When the British Coalition government promised to clamp down on immigrant workers who were being exploited at below minimum wage, it is starting to look like it was talking about restaurant chefs - not sorting out the multitude of problems faced by long suffering British IT contractors.
As we reported long ago, big tech business companies in India - such as Infosys and Tata - wield a certain level of influence over parliament. When David Cameron first opened the door to Downing Street, it wasn't long before Indian industry tycoon, Ratan Tata, pipped most others to an audience. And then was granted a couple more. Indeed, the lingering ghost of the British Empire has been turned on its head as the government wakes up and realises that it needs the emerging superpower far more than the imagined strength of ex-colonial ties would bind them together.
About a year and a half ago, TechEye was one of the few to report on the lingering ICT jobs crises affecting IT workers in the UK. The in-depth run-down is here. But the gist of it is that thousands of IT contractors are out of pocket because business bigwigs are providing cheap labour to import on-site in Britain, rather than going to local qualified candidates, of which there are many.
Workers were hopeful that the influence of the electorate could at least chip into the stranglehold of lobbyists and big business when the government considered a review. Unfortunately for them, their hopes seem to have been dashed by chancellor George Osborne, who attended the India-UK Joint Economic and Trade Committee (JETCO) with Shri Anand Sharma, India's Commerce, Industry and Textiles Minister. Vince Cable also attended.
Both parties agreed that there would be a push in investment between the two countries. With this came an agreement that the UK would not alter any of the existing Intra Company Transfer visa laws at least for the next two years. According to a statement issued on the government of India's Press Information Bureau (PIB), the Coalition also agreed that there would be no salary cap on the transfers. "He [Osborne] acknowledged the contributions of Indian people and praised the performance of Indian companies," it read. "He [Osborne] added that UK remains keenly interested ingetting highly qualified professionals from India."
Following a discussion on the "sovereign debt crisis in the Eurozone", the PIB acknowledged a "fruitful" meeting between Osborne and India's Finance minister, Shri Pranab Mukherjee, where "issues of mutual interest were discussed". This seems to be the point where the Coalition decided to make no changes to the ICT visa situation.
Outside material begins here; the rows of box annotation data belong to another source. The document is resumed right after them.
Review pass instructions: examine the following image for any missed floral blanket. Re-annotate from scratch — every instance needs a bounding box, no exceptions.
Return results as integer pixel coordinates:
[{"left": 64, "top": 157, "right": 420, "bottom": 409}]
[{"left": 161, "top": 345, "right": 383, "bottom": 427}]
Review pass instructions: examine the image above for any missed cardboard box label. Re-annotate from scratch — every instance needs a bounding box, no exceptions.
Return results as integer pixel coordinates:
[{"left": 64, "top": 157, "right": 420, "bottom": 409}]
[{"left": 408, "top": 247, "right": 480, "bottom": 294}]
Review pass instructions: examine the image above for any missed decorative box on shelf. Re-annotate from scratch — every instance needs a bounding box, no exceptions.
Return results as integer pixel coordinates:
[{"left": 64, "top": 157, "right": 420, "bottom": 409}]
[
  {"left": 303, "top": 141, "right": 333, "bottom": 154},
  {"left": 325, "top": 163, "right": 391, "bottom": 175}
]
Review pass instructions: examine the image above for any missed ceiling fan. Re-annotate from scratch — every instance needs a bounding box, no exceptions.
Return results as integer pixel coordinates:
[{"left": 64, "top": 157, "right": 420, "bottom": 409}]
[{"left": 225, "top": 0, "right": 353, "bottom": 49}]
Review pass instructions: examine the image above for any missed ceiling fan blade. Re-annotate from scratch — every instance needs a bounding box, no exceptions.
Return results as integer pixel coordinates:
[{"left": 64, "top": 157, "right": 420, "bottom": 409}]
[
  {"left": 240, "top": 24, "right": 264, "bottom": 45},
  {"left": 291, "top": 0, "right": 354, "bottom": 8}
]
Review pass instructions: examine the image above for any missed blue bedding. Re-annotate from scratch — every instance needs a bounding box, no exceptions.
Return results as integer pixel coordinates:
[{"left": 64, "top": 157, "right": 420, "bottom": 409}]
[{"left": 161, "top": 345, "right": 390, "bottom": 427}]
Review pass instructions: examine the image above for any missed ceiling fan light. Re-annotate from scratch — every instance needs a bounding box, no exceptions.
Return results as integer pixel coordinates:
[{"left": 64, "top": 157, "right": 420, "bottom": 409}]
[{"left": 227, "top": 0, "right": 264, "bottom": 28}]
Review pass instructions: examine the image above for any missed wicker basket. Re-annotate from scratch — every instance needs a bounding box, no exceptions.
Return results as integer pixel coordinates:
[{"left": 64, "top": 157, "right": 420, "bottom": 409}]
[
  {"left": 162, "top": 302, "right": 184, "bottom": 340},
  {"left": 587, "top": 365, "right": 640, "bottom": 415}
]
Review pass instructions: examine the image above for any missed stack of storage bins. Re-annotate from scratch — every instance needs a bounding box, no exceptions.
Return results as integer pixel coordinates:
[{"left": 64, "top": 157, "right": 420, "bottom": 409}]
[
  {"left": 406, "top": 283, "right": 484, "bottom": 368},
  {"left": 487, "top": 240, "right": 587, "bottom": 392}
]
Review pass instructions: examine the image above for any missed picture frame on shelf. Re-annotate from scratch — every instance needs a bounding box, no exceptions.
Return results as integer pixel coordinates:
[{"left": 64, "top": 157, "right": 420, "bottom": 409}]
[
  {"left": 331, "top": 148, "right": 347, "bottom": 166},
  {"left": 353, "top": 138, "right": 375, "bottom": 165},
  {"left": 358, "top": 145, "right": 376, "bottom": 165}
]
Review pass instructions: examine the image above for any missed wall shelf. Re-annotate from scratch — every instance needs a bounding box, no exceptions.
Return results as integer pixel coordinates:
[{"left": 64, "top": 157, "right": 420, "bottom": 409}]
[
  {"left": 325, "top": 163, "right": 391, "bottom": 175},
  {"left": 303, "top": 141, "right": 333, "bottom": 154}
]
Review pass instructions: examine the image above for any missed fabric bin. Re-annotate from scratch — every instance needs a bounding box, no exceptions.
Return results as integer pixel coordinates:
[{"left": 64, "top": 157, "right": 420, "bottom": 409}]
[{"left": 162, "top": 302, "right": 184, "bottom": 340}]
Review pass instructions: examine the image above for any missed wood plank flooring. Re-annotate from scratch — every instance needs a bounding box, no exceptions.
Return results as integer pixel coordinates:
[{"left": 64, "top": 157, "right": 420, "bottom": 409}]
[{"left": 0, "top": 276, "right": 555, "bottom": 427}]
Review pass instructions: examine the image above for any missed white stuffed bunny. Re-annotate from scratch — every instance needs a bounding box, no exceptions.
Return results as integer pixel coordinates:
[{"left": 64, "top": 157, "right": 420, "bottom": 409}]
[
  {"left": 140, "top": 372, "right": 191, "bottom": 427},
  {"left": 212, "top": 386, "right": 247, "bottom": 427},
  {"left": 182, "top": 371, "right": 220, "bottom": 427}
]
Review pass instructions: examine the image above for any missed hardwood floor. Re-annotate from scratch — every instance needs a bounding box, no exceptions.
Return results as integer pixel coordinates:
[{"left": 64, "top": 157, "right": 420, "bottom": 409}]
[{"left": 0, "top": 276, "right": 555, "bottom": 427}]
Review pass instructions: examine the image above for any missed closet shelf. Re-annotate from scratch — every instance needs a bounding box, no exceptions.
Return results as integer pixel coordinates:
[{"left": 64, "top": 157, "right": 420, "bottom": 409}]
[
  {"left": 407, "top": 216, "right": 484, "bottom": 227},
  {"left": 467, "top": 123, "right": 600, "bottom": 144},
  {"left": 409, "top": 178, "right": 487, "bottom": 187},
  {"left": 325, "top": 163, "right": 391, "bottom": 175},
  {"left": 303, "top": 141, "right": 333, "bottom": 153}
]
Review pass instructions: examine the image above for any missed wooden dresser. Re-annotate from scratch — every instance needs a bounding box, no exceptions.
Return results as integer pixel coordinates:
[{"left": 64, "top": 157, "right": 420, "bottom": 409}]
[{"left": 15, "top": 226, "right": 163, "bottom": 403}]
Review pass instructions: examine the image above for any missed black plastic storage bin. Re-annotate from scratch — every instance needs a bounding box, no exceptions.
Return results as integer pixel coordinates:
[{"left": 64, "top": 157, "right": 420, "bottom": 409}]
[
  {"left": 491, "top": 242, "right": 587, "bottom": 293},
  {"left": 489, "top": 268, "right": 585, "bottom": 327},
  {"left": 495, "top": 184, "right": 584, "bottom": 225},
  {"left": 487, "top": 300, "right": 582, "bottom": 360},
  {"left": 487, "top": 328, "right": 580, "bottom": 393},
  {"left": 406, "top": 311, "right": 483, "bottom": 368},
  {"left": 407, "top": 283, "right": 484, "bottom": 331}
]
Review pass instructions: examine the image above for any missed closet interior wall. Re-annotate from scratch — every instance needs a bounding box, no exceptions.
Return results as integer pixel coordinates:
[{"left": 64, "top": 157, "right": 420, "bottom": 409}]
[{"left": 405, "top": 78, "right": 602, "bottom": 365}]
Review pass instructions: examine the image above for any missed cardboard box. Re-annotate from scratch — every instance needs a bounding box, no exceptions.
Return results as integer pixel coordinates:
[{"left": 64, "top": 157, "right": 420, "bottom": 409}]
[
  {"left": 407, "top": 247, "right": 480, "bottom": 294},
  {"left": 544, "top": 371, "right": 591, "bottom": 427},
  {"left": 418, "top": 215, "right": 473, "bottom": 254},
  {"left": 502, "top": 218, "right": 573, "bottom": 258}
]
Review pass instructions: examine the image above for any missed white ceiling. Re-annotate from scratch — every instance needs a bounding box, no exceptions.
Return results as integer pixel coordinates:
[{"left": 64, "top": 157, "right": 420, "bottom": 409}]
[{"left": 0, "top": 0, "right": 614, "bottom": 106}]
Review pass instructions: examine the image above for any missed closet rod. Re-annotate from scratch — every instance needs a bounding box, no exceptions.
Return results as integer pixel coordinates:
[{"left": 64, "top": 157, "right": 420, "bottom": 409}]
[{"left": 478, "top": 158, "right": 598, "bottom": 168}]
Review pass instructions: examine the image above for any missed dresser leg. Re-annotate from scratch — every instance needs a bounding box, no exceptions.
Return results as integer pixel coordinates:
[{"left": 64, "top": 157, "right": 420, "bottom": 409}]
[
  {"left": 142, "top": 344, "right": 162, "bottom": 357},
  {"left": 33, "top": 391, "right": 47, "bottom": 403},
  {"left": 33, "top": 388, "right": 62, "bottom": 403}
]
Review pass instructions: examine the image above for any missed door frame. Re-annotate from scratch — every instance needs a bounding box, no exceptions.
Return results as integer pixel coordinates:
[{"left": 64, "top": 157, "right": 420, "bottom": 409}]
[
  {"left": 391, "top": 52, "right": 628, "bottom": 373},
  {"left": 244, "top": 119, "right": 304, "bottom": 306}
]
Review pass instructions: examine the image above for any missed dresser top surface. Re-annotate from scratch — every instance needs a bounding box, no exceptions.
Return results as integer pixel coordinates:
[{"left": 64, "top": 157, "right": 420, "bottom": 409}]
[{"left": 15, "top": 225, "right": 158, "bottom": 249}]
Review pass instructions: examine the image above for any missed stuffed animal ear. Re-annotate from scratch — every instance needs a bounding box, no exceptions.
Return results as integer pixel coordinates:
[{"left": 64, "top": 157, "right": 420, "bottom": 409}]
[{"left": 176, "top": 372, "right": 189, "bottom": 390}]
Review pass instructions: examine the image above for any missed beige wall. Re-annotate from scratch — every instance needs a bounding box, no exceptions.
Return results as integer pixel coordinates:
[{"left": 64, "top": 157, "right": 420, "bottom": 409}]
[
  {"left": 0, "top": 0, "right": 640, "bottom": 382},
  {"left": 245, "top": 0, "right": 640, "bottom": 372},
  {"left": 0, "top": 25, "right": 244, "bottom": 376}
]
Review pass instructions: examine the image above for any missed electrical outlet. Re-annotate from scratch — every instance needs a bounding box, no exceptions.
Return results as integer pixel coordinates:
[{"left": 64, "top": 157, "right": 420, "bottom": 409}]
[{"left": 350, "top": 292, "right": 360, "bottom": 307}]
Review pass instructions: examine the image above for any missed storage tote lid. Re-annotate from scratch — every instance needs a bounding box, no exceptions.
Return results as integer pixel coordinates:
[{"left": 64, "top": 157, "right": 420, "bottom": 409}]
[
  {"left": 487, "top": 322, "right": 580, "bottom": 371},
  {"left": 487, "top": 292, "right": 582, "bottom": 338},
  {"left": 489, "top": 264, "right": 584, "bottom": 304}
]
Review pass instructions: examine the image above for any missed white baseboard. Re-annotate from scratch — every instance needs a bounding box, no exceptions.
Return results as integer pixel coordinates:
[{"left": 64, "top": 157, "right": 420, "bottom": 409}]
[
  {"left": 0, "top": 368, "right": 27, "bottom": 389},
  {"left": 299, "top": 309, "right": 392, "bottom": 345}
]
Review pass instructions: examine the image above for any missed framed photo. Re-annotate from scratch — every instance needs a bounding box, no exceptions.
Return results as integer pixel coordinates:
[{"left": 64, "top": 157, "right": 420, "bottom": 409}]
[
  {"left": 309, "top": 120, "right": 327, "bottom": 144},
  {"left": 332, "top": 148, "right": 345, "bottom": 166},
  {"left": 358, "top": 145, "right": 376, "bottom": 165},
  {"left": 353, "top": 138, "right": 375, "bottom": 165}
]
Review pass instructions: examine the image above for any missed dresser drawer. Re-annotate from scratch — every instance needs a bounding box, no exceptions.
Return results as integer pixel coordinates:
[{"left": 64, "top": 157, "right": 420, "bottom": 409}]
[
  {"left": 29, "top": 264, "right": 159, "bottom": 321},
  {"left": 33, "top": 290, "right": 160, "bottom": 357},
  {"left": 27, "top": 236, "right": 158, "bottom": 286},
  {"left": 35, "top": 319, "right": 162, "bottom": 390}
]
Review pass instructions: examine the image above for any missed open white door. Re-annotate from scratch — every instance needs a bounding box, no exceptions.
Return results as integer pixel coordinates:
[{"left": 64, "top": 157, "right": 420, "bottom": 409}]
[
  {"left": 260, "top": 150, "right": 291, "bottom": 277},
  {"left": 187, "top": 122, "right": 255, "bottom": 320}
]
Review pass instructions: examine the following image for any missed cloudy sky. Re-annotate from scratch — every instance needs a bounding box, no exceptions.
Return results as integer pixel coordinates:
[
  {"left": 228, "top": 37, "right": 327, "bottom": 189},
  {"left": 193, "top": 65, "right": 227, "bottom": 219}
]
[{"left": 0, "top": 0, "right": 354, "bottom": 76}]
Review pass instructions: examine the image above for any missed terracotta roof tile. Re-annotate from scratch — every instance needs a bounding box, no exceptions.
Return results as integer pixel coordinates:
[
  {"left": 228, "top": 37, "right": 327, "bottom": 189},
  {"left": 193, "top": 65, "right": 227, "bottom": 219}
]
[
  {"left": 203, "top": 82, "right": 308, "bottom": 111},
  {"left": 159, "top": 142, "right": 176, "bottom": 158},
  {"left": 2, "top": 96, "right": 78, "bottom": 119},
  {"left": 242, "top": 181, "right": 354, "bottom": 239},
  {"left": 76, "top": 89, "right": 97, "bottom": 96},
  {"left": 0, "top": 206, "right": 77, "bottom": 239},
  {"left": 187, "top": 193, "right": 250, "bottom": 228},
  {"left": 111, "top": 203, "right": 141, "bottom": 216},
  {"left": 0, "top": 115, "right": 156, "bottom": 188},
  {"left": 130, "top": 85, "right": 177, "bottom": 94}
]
On paper, ICT visas are a way for British companies to employ skilled engineers from abroad. But in practice, the testimonies are quite different. TechEye has heard of workers being forced into shared, cramped accommodation. This would be taken as part of their salaries. ICT workers are encouraged to eat out at restaurants as much as possible and hand in their receipts - which, thanks to a tax loophole, also counts as part of their salaries. As such the workers, it is alleged, are being vastly underpaid for their jobs, work under poor conditions, and take jobs away from well qualified local talent.
One contractor said of the situation: "It exposes that the government commitments on immigration reduction cannot be met, and it exposes the review of ICT visas, as promised, is a sham."
Another told TechEye that IT workers in the UK are being "sold down the river by the current government by continuing the previous government's policies in times of economic hardship.
"Jobs are really needed in this country," the contractor said. "Not only is this practice very dangerous for employment levels, but it is short sighted as well, all our intellectual property is headed offshore".
Although currently in work, another IT contractor said he was only in work because a major Indian IT services player was not able to provide someone with the right skill set. Another, the source said, was in work for similar reasons - the services companies get the top priority.
In an unusual case of whistleblowing, as services workers are often in dicey, insecure positions with their employers, earlier this month, Infosys, an enormous Indian IT services company, was accused of smuggling workers into the United States.